The latter is unavoidably converted to Markdown,
which is what I want to avoid,
but {{page.content}}
has an unfortunate side effect:
any Liquid in the page isn’t evaluated.
In other words, with this setup, I couldn’t use any templating features inside pages,
such as using {%include%}
for
collapsible boxes.
And come on, 50s to build a 200-page static website? We can do better, surely.
In this issue on GitHub for jekyll-katex
,
I found a link to this post,
revealing that Kramdown, Jekyll’s Markdown processor,
already has support for LaTeX maths
if an appropriate plugin is installed.
And I’m in luck: one such plugin is
kramdown-math-katex
,
which renders everything offline!
There’s just one small wrinkle: according to Kramdown,
all inline maths formulas need to be enclosed in $$
instead of $
.
Great, time to update all my files again.
Fortunately, that was pretty easy this time:
$ sed -i -E "s/\\\$([^\$]+)\\\$/\\\$\\\$\\1\\\$\\\$/g" */index.md
Kramdown then detects based on the context whether a formula
should be rendered inline or in display mode.
In the end, I opted for the related plugin
kramdown-math-sskatex
,
which allows me to provide my own newer katex.min.js
file
but apart from that works the same way.
With some minor reformatting, this plugin ended up working perfectly,
so I again had statically-rendered maths,
this time without sacrificing Liquid support.
And the build times? Down to 5s, a 90% reduction from jekyll-katex
.
I still need to use MiniRacer to run JS:
with Node, the build now takes over 15m30s.
Why did Node slow down but MiniRacer speed up? Who knows!

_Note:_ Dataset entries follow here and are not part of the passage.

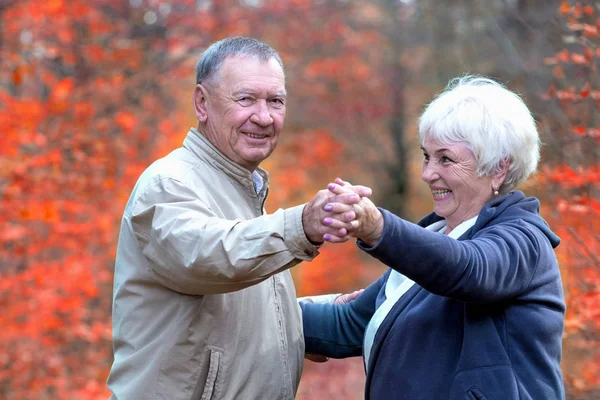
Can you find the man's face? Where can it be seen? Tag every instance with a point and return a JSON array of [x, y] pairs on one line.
[[241, 110]]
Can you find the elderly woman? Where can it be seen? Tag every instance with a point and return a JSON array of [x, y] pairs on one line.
[[472, 305]]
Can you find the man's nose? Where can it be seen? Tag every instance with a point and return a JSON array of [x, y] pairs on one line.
[[262, 115]]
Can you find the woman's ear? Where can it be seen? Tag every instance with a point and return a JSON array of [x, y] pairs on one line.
[[200, 103]]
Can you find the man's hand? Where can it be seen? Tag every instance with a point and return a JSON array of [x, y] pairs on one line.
[[368, 222], [316, 218], [341, 299]]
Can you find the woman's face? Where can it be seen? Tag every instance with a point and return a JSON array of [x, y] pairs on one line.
[[451, 173]]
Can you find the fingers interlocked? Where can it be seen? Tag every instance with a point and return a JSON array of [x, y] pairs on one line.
[[344, 212]]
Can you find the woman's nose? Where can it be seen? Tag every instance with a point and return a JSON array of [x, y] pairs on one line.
[[428, 173]]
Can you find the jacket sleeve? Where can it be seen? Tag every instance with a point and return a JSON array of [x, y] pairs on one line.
[[190, 250], [335, 330], [497, 264]]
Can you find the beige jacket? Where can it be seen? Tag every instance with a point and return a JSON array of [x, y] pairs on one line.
[[204, 306]]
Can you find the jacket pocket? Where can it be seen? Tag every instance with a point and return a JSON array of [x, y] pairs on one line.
[[485, 383], [475, 394], [208, 380], [213, 374]]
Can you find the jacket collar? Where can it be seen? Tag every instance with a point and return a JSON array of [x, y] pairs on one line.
[[197, 143]]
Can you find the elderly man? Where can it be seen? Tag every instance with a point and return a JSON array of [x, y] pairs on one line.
[[204, 306]]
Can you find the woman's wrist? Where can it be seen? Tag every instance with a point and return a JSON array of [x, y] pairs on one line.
[[374, 236]]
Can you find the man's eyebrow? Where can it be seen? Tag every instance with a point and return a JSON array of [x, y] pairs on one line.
[[280, 93]]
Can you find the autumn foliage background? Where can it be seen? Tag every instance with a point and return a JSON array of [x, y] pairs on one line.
[[93, 91]]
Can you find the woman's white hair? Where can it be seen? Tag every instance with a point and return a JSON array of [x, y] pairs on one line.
[[494, 122]]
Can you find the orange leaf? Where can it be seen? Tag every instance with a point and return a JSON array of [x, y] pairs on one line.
[[585, 91], [558, 72], [126, 121]]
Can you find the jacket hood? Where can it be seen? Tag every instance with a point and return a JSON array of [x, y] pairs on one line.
[[507, 207]]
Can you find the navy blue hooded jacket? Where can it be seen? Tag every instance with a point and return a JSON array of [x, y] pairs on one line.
[[484, 320]]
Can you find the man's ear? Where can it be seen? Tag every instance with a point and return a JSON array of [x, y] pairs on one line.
[[500, 177], [200, 103]]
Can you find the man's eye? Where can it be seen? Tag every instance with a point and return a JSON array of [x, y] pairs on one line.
[[277, 102]]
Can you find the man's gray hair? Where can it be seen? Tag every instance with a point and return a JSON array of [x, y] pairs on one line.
[[237, 46], [493, 121]]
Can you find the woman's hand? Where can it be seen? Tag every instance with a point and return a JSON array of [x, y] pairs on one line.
[[366, 221]]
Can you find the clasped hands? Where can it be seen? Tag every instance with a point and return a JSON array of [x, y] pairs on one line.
[[340, 212]]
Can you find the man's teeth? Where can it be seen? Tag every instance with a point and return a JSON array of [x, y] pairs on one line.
[[252, 135]]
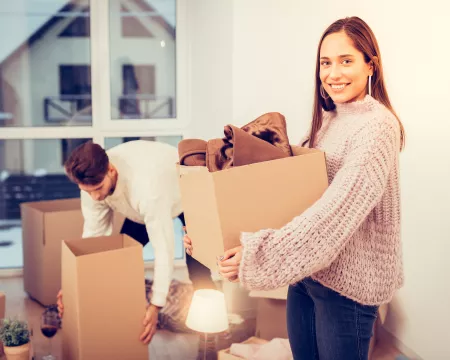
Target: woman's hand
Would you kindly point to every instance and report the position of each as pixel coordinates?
(229, 264)
(187, 243)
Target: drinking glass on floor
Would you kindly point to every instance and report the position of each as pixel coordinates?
(49, 327)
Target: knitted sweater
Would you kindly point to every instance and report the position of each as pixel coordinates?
(348, 240)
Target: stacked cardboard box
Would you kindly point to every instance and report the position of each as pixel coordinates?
(2, 315)
(104, 299)
(44, 225)
(218, 206)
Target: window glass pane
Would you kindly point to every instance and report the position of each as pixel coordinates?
(178, 227)
(45, 72)
(142, 63)
(30, 170)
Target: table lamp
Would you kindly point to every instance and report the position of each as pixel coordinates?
(207, 313)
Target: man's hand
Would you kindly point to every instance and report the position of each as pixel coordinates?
(229, 264)
(60, 304)
(187, 243)
(150, 322)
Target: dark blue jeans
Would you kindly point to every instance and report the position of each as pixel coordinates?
(324, 325)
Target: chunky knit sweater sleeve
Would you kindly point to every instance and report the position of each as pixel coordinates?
(313, 240)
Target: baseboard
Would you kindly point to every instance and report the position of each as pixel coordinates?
(387, 337)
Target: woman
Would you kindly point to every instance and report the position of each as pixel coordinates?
(341, 257)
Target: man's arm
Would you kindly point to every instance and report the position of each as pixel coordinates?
(97, 217)
(159, 225)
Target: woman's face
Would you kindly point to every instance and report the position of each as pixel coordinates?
(343, 71)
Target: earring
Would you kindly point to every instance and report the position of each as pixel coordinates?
(322, 93)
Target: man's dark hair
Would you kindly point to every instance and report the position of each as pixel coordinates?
(87, 164)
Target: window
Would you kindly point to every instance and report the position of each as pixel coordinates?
(80, 27)
(30, 59)
(142, 64)
(30, 170)
(138, 85)
(56, 92)
(132, 26)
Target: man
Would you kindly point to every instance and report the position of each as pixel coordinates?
(139, 180)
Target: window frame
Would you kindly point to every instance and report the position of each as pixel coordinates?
(102, 125)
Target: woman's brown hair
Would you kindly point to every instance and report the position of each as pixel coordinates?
(364, 40)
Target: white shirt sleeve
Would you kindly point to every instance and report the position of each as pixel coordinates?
(97, 217)
(159, 224)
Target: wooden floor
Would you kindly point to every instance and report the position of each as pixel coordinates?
(164, 346)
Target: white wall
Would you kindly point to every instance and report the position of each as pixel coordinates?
(273, 46)
(210, 93)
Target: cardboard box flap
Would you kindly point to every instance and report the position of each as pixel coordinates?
(299, 150)
(184, 169)
(101, 244)
(238, 187)
(201, 215)
(106, 286)
(55, 205)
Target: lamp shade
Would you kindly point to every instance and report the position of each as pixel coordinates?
(208, 312)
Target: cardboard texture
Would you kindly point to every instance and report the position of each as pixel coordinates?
(218, 206)
(225, 354)
(44, 225)
(2, 315)
(104, 299)
(271, 316)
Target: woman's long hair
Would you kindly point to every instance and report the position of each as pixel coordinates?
(364, 40)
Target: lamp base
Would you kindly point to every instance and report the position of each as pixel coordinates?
(207, 347)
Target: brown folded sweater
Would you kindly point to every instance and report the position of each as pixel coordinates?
(263, 139)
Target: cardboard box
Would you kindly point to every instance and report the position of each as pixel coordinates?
(104, 299)
(218, 206)
(2, 315)
(44, 225)
(225, 354)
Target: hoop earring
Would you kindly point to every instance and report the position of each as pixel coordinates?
(322, 93)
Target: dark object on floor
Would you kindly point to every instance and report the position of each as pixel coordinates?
(8, 227)
(53, 308)
(173, 315)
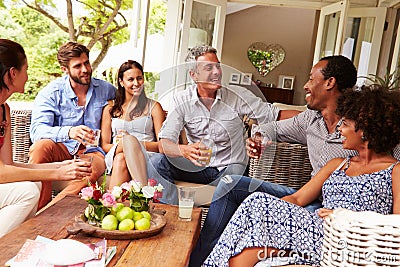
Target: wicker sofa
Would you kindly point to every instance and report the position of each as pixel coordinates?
(282, 163)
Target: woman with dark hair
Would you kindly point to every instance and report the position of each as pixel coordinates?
(265, 226)
(131, 118)
(19, 196)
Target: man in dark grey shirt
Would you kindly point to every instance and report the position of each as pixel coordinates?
(315, 127)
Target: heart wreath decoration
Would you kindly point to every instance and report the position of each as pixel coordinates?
(265, 57)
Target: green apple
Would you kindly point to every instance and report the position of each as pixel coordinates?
(126, 225)
(142, 224)
(109, 222)
(146, 215)
(117, 208)
(124, 213)
(137, 216)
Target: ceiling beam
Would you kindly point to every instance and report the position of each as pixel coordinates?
(389, 3)
(310, 4)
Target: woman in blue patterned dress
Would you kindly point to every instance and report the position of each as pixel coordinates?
(265, 226)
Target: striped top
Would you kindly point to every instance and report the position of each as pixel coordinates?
(309, 128)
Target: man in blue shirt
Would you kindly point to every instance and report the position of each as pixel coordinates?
(65, 115)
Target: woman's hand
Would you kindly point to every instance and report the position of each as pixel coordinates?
(324, 212)
(74, 170)
(82, 134)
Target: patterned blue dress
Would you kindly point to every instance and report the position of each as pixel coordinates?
(263, 220)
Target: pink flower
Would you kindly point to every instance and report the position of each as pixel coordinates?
(157, 196)
(152, 182)
(127, 186)
(97, 194)
(108, 200)
(87, 193)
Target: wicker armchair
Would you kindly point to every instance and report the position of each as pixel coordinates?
(20, 139)
(282, 163)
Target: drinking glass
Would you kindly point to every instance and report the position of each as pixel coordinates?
(186, 201)
(84, 157)
(96, 141)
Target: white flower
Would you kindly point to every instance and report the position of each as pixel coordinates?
(135, 186)
(159, 187)
(148, 191)
(117, 191)
(127, 186)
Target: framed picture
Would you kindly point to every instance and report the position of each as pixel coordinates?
(246, 79)
(235, 78)
(286, 82)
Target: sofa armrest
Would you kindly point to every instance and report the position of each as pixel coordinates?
(282, 163)
(20, 138)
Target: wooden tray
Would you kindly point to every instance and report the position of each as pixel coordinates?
(157, 223)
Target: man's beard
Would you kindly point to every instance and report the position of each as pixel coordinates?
(79, 81)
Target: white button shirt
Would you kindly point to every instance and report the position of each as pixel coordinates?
(223, 123)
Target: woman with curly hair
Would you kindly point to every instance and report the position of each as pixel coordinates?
(131, 118)
(265, 226)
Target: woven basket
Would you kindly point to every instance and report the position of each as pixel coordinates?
(20, 140)
(361, 239)
(282, 163)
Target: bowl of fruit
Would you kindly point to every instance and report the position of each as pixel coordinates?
(121, 213)
(124, 223)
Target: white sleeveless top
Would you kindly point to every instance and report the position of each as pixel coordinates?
(142, 128)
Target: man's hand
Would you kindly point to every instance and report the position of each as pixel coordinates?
(74, 169)
(192, 152)
(82, 134)
(324, 212)
(251, 148)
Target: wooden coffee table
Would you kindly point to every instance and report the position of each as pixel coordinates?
(171, 247)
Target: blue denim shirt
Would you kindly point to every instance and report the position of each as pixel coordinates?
(56, 110)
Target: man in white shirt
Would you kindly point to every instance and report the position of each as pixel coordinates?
(208, 111)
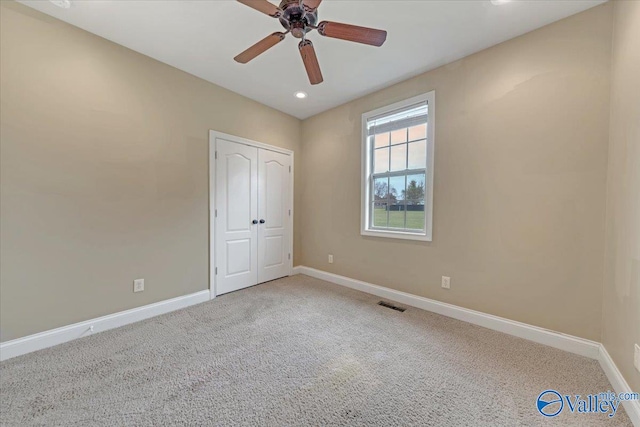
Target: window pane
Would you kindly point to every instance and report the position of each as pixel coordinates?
(381, 160)
(382, 140)
(418, 132)
(399, 136)
(415, 188)
(398, 157)
(396, 188)
(381, 189)
(418, 155)
(379, 214)
(397, 215)
(415, 214)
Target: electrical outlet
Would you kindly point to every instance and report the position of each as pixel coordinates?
(138, 285)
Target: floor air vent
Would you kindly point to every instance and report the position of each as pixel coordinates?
(391, 306)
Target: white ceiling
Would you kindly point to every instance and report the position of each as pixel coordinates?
(201, 37)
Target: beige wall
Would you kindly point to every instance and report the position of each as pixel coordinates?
(104, 173)
(621, 308)
(520, 177)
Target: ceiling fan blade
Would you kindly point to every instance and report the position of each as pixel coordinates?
(263, 6)
(312, 4)
(352, 33)
(260, 47)
(310, 60)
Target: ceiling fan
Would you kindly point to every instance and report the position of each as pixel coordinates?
(298, 17)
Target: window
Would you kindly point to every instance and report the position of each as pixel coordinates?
(397, 172)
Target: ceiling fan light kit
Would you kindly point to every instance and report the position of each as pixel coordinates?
(299, 17)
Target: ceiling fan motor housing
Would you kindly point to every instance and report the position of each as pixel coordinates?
(297, 18)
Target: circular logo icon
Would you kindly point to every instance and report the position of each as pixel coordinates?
(550, 403)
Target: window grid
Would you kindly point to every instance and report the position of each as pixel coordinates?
(389, 174)
(397, 169)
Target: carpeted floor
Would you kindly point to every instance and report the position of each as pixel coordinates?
(295, 352)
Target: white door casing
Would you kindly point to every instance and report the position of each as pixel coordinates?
(274, 173)
(249, 181)
(236, 243)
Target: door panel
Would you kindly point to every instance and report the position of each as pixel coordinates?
(236, 203)
(273, 206)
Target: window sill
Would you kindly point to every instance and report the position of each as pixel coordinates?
(403, 235)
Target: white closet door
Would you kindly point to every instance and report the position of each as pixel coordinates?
(274, 175)
(237, 207)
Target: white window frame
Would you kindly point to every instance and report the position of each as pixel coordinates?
(365, 229)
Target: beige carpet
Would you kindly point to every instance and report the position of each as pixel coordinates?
(294, 352)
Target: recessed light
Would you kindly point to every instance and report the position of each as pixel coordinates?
(64, 4)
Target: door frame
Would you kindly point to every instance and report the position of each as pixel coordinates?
(212, 196)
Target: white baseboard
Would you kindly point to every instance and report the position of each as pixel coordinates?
(17, 347)
(580, 346)
(619, 384)
(565, 342)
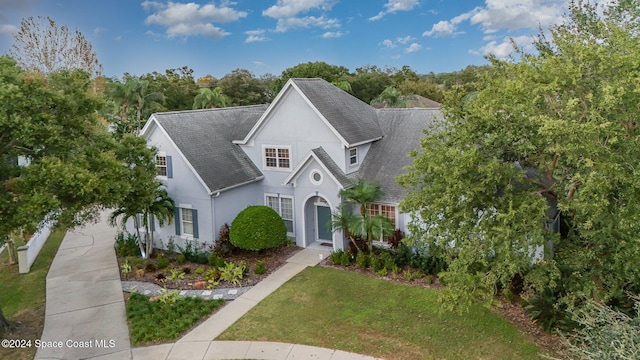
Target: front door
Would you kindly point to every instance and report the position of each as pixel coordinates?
(323, 225)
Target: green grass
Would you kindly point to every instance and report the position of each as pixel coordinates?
(160, 322)
(23, 292)
(352, 312)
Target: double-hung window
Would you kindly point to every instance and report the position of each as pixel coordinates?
(186, 220)
(353, 156)
(283, 205)
(277, 157)
(387, 211)
(163, 165)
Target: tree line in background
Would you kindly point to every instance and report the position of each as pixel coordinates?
(132, 99)
(540, 142)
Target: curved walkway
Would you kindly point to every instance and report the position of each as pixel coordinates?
(85, 313)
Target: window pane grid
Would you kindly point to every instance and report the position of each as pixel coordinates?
(277, 158)
(187, 221)
(161, 165)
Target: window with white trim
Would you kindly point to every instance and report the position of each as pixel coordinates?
(353, 156)
(283, 205)
(187, 221)
(277, 157)
(161, 165)
(387, 211)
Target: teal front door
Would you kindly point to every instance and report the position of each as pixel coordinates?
(323, 218)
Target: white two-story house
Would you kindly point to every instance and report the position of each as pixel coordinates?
(293, 155)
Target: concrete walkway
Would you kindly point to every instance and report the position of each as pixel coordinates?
(85, 313)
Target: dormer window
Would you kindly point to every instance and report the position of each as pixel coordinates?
(277, 157)
(353, 156)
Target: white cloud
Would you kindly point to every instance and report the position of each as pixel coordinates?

The ways of the Lord are truly mysterious.
Conclusion
If you want to add maths to your website, the easy solution is to render it on page load. For this, I recommend KaTeX over MathJax: it’s lighter and faster, and it avoids lock-in by disallowing weird LaTeX packages. In the end, I think the best solution is server-side rendering, which is the lightest and fastest of all, although it takes more work to set up. This seems to be easier with KaTeX than MathJax for some reason. I’m happy with my current implementation.